Multimodal Federated Learning (MFL) addresses the setup of multiple clients with diversified modality types (e.g. image, text, video, and audio) working together to improve their local personal models in a data-privacy manner. Prior MFL works rely on restrictive compositional neural architecture designs to ensure inter-client information sharing via blockwise model aggregation, limiting their applicability in the real-world Architecture-personalized MFL (AMFL) scenarios, where clients may have distinguished multimodal interaction strategies and there is no restriction on local architecture design. The key challenge in AMFL is how to automatically and efficiently tackle the two heterogeneity patterns--statistical and architecture heterogeneity--while maximizing the beneficial information sharing among clients. To solve this challenge, we propose FedMBridge, which leverages a topology-aware hypernetwork to act as a bridge that can automatically balance and digest the two heterogeneity patterns in a communication-efficient manner. Our experiments on four AMFL simulations demonstrate the efficiency and effectiveness of our proposed approach.

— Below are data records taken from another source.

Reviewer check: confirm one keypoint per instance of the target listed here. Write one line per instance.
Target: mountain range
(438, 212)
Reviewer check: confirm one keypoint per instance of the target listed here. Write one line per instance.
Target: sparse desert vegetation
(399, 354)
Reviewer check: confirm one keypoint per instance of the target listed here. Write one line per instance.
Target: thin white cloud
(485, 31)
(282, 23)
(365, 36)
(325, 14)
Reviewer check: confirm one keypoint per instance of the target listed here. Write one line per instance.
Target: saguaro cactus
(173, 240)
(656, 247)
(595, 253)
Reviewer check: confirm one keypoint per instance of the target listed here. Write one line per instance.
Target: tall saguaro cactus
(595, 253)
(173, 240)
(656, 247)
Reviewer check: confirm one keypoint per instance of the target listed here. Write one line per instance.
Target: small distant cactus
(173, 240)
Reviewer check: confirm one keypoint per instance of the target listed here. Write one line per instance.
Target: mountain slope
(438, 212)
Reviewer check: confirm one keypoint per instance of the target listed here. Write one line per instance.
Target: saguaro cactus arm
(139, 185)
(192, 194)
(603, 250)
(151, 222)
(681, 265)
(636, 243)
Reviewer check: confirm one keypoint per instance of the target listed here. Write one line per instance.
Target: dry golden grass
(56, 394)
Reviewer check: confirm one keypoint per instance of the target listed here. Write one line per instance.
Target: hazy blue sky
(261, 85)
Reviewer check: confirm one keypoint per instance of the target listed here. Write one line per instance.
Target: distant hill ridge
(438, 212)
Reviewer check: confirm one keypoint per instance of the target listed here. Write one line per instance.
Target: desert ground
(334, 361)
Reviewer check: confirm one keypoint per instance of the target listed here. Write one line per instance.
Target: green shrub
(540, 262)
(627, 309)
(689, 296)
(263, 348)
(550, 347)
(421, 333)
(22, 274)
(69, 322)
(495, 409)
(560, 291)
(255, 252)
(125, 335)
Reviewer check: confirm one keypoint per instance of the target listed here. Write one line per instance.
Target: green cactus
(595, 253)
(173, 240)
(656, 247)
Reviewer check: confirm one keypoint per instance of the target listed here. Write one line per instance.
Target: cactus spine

Thu 25 July 8:15 - 8:30 PDT

A Touch, Vision, and Language Dataset for Multimodal Alignment

Letian Fu · Gaurav Datta · Huang Huang · William Panitch · Jaimyn Drake · Joseph Ortiz · Mustafa Mukadam · Mike Lambeta · Roberto Calandra · Ken Goldberg

Touch is an important sensing modality for humans, but it has not yet been incorporated into a multimodal generative language model. This is partially due to the difficulty of obtaining natural language labels for tactile data and the complexity of aligning tactile readings with both visual observations and language descriptions. As a step towards bridging that gap, this work introduces a new dataset of 44K in-the-wild visiontouch pairs, with English language labels annotated by humans (10%) and textual pseudo-labels from GPT-4V (90%). We use this dataset to train a vision-language-aligned tactile encoder for open-vocabulary classification and a touch-visionlanguage (TVL) model for text generation using the trained encoder. Results suggest that by incorporating touch, the TVL model improves (+29% classification accuracy) tactile-vision-language alignment over existing models trained on any pair of those modalities. Although only a small fraction of the dataset is human labeled, the TVL model demonstrates improved visual-tactile understanding over GPT-4V (+12%) and open-source vision-language models (+32%) on a new touch-vision understanding benchmark. Code, checkpoints and data are available on https: //tactile-vlm.github.io.